Dans le rapport “Will I Get My Dues…Before I Die?” Harm to Women from Bangladesh’s Discriminatory Laws on Marriage, Separation, and Divorce publié aujourd’hui par Human Rights Watch (HRW), l’ONG affirme que les lois bangladaises régissant le mariage, la séparation et le divorce aggravent la pauvreté chez les femmes du pays. Rédigé par Aruna Kashyap, chercheuse pour l’Asie sur les droits des femmes, le rapport pointe le caractère discriminatoire envers les femmes du droit de la famille bangladais, ainsi que la très large non-application des quelques mesures de protection déjà existante.
Au Bangladesh, il n’existe pas d’égalité de droits sur les biens matrimoniaux en cas de séparation ou de divorce. Les femmes divorcées ou rejetées par leur mari se retrouvent sans ressources, bien souvent condamnées à la rue avec leurs enfants. Elles sont alors à la merci de la faim ou de problèmes de santé. Le Bangladesh a pourtant adopté en 2010 une loi contre les violences domestiques, accordant aux femmes le droit de rester dans la maison conjugales en cas de condamnation de leur mari. Mais obtenir une pension alimentaire devant les tribunaux aux affaires familiales relève d’une « course d’obstacles » selon HRW. Les preuves sont difficiles à fournir, de nombreux délais interviennent à chaque étape, et il arrive que les décisions ne soient pas exécutées.
Les programmes d’aide sociale prévus pour les femmes « abandonnées par leur mari », ou dont le mari n’a pas les moyens de fournir une pension alimentaire, ne sont pas davantage appliqués.
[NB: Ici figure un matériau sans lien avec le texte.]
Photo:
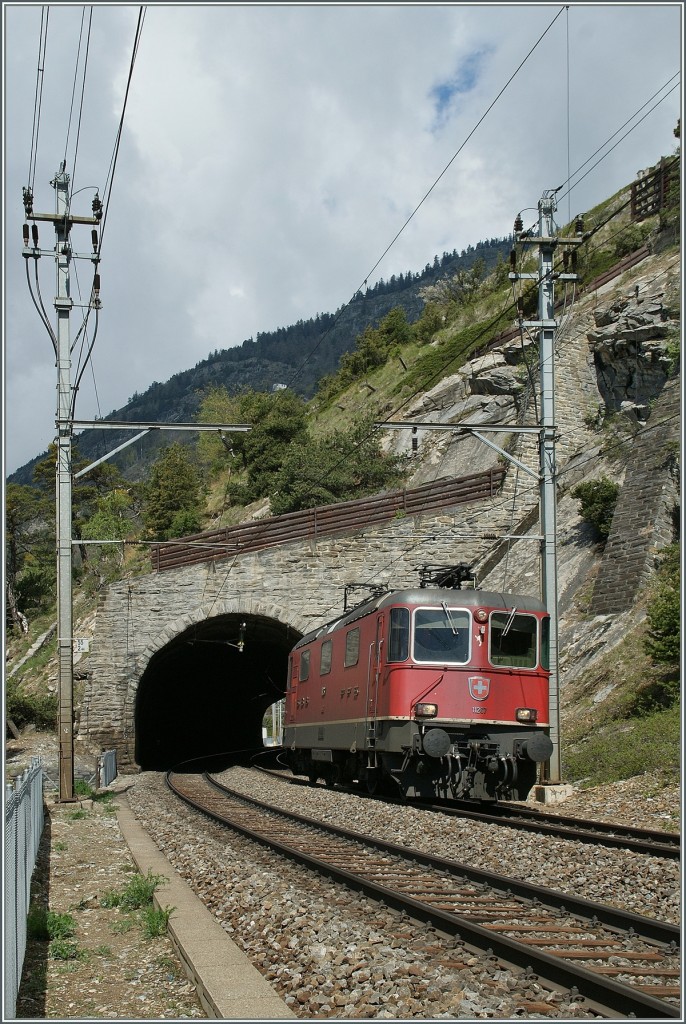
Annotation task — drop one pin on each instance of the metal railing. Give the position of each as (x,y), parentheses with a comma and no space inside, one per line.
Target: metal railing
(24,826)
(106,768)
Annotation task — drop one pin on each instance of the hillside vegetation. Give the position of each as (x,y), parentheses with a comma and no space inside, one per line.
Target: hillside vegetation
(308,450)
Aucune des nombreuses femmes potentiellement bénéficiaires de ces programmes rencontrées par HRW n’y a eu accès, affirme l’ONG. La crainte de la pauvreté interdit de quitter un mari et/ou une belle-famille abusifs à beaucoup de Bangladaises.
Par ailleurs, les législations discriminatoires sur le divorce, fondées sur la religion (musulmane, hindoue ou chrétienne), n’ont pas été révisées depuis des décennies au Bangladesh. Dans tous les cas, le divorce est bien plus difficile pour les femmes que pour les hommes. Dans le cas de la communauté hindoue, il n’est même pas reconnu légalement. Par ailleurs, droits hindou et musulman du Bangladesh admettent la polygamie. Les quelques garde-fous juridiques encadrant les procédures de divorce ou la polygamie ne sont dans la plupart des cas pas appliqués.
Selon Aruna Kashyap, « Le Bangladesh (…) ferme les yeux sur la façon dont ses lois sur le statut des personnes précipitent de nombreuses femmes dans la pauvreté ». Le pays « devrait immédiatement réformer son code du statut personnel, améliorer ses tribunaux des affaires familiales, et fournir une aide d’État aux femmes pauvres ».